Serbia's minister for Kosovo, Slobodan Samardzic, was making a one-day visit Monday — eight days after Kosovo unilaterally declared independence from Serbia — to meet with Kosovo's Serb minority and with the top U.N. official, Joachim Ruecker.

U.N. officials originally announced they wouldn't let Samardzic enter Kosovo, but changed their minds.

Kosovo's ethnic Albanian deputy prime minister, Hajredin Kuqi, called Samardzic's visit a "provocation" by Serbia, which refuses to recognize Kosovo's independence.

"Unfortunately, the government of Serbia is continuing with provocation regarding Kosovo's future," Kuqi told The Associated Press.

"I hope they are understanding the position that Kosovo is now an independent state," he said. "They need to build some bridges for cooperation with Kosovo, but ... they are provoking us, provoking our people and raising tension in Kosovo."

Serbia, which considers Kosovo the heart of its ancient homeland and the cradle of its Serbian Orthodox faith, has rejected Kosovo's Feb. 17 declaration of independence as illegal.

Belgrade has been backed by Russia, which insists that independence without U.N. approval risks encouraging separatist movements worldwide.

Kosovo's ethnic Albanian majority fought a 1998-99 separatist war with Serbian forces, and 10,000 people were killed.

Samardzic on Monday visited a construction site southeast of the capital, Pristina, where Serbia's government has been building houses for some of Kosovo's 100,000 minority Serbs.

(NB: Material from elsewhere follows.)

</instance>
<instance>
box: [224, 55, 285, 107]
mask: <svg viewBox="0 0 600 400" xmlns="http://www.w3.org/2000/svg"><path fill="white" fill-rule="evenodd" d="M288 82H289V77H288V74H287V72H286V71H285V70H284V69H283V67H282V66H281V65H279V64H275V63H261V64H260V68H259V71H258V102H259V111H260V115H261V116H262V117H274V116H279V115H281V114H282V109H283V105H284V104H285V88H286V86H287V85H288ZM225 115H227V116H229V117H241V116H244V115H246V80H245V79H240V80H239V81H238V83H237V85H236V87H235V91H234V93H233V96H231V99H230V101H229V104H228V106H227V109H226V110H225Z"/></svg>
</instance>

On Sunday, Prime Minister Hashim Thaci — marking Kosovo's first full week of independence — urged Serbs to integrate with Albanians and pledged that the new state's ethnic Albanian leadership would respect minority rights.

But Samardzic has ignored such statements, and publicly supported Kosovo Serbs who set fire to a border post in the tense north last week.

Ruecker said Monday that the U.N. reconsidered its original decision to keep Samardzic out of Kosovo on condition that he issue a public statement "making it very, very clear that he distances himself from violence and the visit is about ensuring peace and calm with the Kosovo Serbs."

Ruecker said he also insisted that Samardzic meet with the U.N. official so "I can tell him what we think of some of his recent statements."